The bad news is that the warrant was issued in Iraq, and almost certainly never be enforced.
The charge is 1st degree murder for the assassination of Iran’s Quds Force commander, Qasem Soleimani, commander of the Iranian Quds force and Abu Mahdi Al-Muhandis, the head of the Iraqi Popular Mobilization Forces (PMF) militia.
Of course, this warrant will never be enforced. If it were, we would see similar warrants issued for every living US President, because assassination has become standard policy here:
The Iraqi supreme court has issued an arrest warrant for former U.S. President Donald Trump for the assassination on Iraqi soil of Iran’s Quds Force commander, Qasem Soleimani, IraqiNews reports, citing a Baghdad news agency.

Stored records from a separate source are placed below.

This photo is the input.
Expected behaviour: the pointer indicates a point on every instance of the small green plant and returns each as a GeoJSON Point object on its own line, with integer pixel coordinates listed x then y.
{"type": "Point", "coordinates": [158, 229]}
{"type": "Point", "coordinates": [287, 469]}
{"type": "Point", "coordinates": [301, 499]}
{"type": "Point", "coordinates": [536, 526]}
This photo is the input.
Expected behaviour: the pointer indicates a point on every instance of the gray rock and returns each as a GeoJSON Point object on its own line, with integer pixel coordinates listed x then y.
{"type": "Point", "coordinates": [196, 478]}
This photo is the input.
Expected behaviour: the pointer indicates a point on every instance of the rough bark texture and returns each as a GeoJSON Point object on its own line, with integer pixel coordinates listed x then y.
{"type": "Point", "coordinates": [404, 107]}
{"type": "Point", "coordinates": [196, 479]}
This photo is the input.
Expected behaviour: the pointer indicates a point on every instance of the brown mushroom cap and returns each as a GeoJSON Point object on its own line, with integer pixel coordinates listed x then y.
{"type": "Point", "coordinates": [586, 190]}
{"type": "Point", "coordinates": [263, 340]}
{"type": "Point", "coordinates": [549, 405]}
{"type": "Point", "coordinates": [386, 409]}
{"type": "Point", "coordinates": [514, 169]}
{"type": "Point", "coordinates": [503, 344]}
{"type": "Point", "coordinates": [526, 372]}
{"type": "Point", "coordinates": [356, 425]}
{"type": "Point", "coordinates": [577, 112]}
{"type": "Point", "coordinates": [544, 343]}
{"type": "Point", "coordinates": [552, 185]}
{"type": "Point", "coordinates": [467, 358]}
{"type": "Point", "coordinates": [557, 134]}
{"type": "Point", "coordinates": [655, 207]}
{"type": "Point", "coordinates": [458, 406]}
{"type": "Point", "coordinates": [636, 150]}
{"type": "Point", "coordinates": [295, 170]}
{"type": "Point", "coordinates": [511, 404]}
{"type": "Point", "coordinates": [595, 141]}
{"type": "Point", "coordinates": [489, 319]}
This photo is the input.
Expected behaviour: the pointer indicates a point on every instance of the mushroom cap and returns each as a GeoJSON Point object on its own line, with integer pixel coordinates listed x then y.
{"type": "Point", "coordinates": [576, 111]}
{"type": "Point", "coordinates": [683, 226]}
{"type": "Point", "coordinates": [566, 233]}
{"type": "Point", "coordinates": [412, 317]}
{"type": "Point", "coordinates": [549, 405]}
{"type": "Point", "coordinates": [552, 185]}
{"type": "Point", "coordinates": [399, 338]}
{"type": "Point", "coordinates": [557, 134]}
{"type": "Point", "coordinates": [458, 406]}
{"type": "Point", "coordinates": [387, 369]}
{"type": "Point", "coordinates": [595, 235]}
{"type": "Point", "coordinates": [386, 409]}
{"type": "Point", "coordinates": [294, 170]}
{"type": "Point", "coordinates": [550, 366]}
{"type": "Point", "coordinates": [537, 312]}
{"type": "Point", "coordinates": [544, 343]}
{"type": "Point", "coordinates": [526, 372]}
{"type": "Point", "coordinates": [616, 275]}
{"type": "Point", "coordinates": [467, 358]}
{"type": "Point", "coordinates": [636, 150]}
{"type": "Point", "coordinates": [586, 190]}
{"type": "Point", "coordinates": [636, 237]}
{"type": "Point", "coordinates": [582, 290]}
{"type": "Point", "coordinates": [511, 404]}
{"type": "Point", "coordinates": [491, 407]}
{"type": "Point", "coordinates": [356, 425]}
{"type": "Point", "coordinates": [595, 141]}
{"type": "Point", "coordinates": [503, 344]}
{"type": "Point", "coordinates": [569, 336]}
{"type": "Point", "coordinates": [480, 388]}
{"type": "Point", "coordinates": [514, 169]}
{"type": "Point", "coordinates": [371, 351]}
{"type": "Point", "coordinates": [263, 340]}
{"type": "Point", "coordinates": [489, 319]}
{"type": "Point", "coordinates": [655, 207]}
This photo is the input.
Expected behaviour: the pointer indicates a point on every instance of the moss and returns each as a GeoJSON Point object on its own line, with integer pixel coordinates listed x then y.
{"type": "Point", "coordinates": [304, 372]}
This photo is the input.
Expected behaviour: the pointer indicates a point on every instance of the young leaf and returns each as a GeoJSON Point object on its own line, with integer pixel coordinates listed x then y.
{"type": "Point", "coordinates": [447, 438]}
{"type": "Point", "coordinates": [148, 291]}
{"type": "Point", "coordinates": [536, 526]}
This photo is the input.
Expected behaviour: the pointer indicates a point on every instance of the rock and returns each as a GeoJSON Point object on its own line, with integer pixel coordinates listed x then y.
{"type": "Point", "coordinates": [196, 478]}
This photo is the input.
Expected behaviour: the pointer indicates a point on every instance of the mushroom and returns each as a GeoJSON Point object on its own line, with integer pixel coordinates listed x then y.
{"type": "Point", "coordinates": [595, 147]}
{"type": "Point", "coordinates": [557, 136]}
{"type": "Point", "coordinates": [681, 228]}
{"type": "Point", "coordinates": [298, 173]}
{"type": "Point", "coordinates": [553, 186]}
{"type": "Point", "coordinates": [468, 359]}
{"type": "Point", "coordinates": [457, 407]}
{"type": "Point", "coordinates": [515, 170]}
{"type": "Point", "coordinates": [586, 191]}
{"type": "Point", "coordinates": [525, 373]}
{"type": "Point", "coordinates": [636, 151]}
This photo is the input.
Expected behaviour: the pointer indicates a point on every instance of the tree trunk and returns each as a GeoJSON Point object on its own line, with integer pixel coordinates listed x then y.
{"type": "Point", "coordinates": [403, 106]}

The warrant was issued on Thursday in connection both with the killing of Soleimani and of another Iraqi militia leader, chief of staff of the Popular Mobilization Forces (PMF) in Iraq–both of whom were killed in a drone strike in January 2020 near the Baghdad airport.
That assassination operation led to Iranian strikes on the Aia Al-Assad U.S. base in Iraq. The arrest warrant charges Trump with premeditated murder. While the warrant is clearly symbolic, a conviction of this nature carries the death penalty.
There is a reason that this behavior has largely been eschewed by civilized nations, and it is not that it appears to be illegal under international law. It is because assassination is inherently an asymmetrical act, and should a foreign government decide to retaliate, they would not have a particularly difficult time engaging in retribution.